The kitchen was gutted on my Big Birthday, leaving us to camp in a corner of the living room with an electric skillet and microwave that more than once have overloaded the power strip, so I have learned to take turns, at least until Sergio and Jorge and Edgar finish the electrical work and turn all the circuits back on.
Paper plates are the most uncivilized and literally distasteful thing about this week; I never use them even when we camp in the wilderness, so why should I have to in my own house? Must retrieve some real plates from a box for tonight, so the food will taste right again.
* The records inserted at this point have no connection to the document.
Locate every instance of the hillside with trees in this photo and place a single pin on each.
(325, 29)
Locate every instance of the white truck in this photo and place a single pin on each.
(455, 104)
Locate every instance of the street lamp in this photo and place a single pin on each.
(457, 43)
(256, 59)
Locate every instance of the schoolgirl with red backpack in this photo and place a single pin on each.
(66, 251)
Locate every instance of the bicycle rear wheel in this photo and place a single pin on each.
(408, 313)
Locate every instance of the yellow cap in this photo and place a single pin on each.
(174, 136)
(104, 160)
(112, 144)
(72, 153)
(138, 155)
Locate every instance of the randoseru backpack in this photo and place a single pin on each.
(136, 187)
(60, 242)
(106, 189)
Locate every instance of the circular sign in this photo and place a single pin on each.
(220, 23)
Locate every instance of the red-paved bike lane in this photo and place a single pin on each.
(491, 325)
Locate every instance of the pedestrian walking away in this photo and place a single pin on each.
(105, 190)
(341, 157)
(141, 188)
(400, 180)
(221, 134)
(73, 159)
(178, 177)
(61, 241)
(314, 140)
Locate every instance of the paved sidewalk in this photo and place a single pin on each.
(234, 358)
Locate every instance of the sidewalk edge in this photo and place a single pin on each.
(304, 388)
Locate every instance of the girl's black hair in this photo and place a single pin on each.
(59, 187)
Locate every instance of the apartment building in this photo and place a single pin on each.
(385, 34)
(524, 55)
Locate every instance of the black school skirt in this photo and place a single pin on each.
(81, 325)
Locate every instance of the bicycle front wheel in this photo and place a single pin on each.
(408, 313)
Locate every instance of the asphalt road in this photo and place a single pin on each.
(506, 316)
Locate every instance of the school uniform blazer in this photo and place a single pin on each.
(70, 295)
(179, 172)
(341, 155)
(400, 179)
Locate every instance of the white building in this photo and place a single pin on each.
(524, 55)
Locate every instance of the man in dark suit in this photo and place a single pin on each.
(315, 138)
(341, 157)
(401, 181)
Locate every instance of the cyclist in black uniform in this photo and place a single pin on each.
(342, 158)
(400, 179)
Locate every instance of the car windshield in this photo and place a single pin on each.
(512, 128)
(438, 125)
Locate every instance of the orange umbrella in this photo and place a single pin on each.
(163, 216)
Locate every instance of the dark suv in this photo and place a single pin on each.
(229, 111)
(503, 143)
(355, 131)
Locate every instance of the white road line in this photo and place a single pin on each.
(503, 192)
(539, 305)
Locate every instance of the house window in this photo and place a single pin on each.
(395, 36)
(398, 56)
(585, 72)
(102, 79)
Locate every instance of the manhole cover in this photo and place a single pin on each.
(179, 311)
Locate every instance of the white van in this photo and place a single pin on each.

As we were dealing with rain and illness, the weeds were taking over the yard. Still, ranunculus do grow tall, and these showed above the robust sea of green. One Big Event this week was the pulling of all the weeds in this bed, accomplish by moi.
Today is a wonderful commemoration of a resurrectional event, when Christ raised Lazarus, so we have Lazarus Saturday, with celebrations. After the Liturgy, there is a clean-up effort to get the property and buildings all beautified for Holy Week and Pascha, but I didn’t go, because I did my such prep work at church yesterday.
After shopping for plants and dirt, I planted all new plants in nine containers, ranging in size from half-wine barrels to smaller clay pots. That might not have taken five hours if I didn’t have to start by emptying three of them, heavy with old dirt, into my wheelbarrow, which I labored to drive what seemed a quarter mile to the dump pile. Then I loaded up some compost from the other side of the pile to put in the bottom of the containers. I went the long way around buildings if it helped me to avoid steps–I didn’t like trying to do wheelies.
The huge bags of Supersoil I’d bought to top-off the containers were almost too weighty for an old woman. But I had heaved and dragged all four of them into my car earlier, and I managed again, to get them into the wheelbarrow, then out of the barrow on to the ground so I could grab double-handfuls of the rich stuff and nestle it around all the little flowers. The picture shows the three old medium-sized wooden containers that I’d moved from one area to another. Though the weather was perfect for gardening, it was too bright for good photography.
After weeding some, and cleaning up all the mess, I was surprised at how sore and tired I was. I went home in time to clean up and recover a bit, and return for Matins of Lazarus Saturday. The church had been decorated, while I was decorating the gardens, and was full of calla lilies, with palm fronds on the chandelier.
Today Mr. Glad and I worked at home, and I tackled the back yard. The mass of weeds is ten times that of the front yard, but I rested at one point by this table, looked at the “trees” instead of the looming “forest,” and thanked God for the strength to work, and for the spring flowers. This pot of nemesia that one friend gave me, I’d like to put in a pot so it can spill over the sides.
The children and husband and friends were so good to me for my birthday. One interesting gift I received was an olive tree, hand delivered from Oregon by my son and decorated with drawings by the grandchildren.
I’m going to buy a big pot to put it in, and remember that “I am like a green olive tree in the house of God: I trust in the mercy of God for ever and ever.”